Быть обманываемым в истории, точнее — надеяться в ней и не получать, есть постоянный удел человека на земле. Можно сказать, надежды внушаемы человеку для того, чтобы, манясь ими, он совершал некоторые дела, которые необходимы для приведения его в состояние, ничего общего не имеющее с этими надеждами, но очень гармоничное, ясно необходимое в общем строе всемирной истории. Наши ‘проекты’, наши расчеты и ‘программы’, наши мечты суть нужные рычаги и блоки, с помощью которых некоторые тяжести поднимаются от земли, другие опускаются на землю для возведения здания, в плане которого вовсе не содержится чертежа этих рычагов и блоков. Мысль, что человек в самом деле делает историю,— вот самая яркая нелепость, он в ней живет, блуждает без всякого ведения — для чего, к чему? Мы можем только надеяться, что это блуждание не напрасно, что оно нужно, что, оставаясь покорны ведущей нас руке, мы не погибнем, или погибнем не ранее, чем когда станет это необходимо, и мы всё равно от того не уклонились бы.

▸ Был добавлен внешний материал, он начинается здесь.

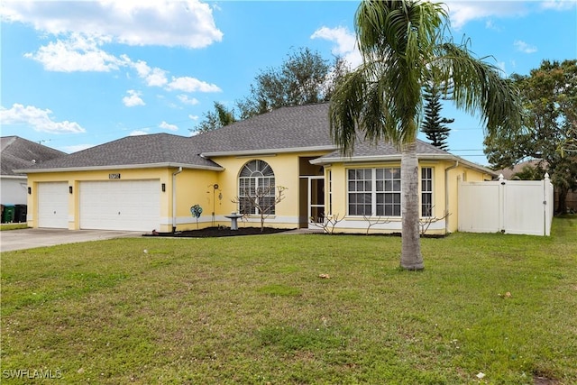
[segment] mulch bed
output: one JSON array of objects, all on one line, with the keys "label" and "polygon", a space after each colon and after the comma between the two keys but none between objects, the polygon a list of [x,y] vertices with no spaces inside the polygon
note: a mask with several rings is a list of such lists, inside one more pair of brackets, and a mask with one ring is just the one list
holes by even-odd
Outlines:
[{"label": "mulch bed", "polygon": [[178,231],[175,233],[149,233],[142,236],[172,236],[185,238],[216,238],[222,236],[239,236],[239,235],[261,235],[267,234],[277,234],[293,229],[276,229],[272,227],[264,227],[261,231],[261,227],[239,227],[238,230],[231,230],[230,227],[207,227],[200,230]]}]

Вот почему, не закрывая глаз на действительно великие страдания огромных масс людей, в умиротворении которых предполагается задача и сущность социализма, мы ни на минуту не сомневаемся, что его корень и будущий исход лежат далеко в стороне от подобного умиротворения. Оно так же мало входит в раскрывающиеся планы всемирной истории, как мало в Ренессанс входило действительное возвращение к античному миру, в Реформацию — возрождение апостольских времен и сокрушение ‘Римской блудницы’, в революцию — осуществление ‘естественного братства’ людей. Во всех названных нами случаях люди надеялись не менее горячо, верили, по-видимому, также основательно, как теоретики ‘нового строя’ в наши дни, и самые движения тех столетий так же широко раскидывались, так же безбрежны были по содержанию и по массам людей, волнуемых ими, как и социальное брожение, нами переживаемое. И между тем Возрождение перешло неуловимо в ‘споры этих несносных монахов’, Лютер и Меланхтон сменили Эразма и Ульриха фон Гуттена — но и из их веры, порывов, силы вытекли вовсе не апостольские времена, но бюрократизм, ученость, поверхностность и сухость нового протестантства. Революция, безличная, неясная, массовая до Наполеона, — в нем получила себе сосредоточение и лицо, уста говорящие и руку действующую, которые высказали миру ее смысл, очень далеко разошедшийся с тем, какой предполагали в ней мечтатели от Руссо до Кондорсэ. И так же точно, когда социализм тревожит теоретиков экономической науки, пугает правительства, волнует улицу,— историк может спокойно смотреть на эти страхи и завывания, ища далеко, вне точек общего сосредоточения место, куда упадет всеми в страхе ожидаемый факт.
Впервые опубликовано: Русский Вестник. 1895. No 8. С. 271-280.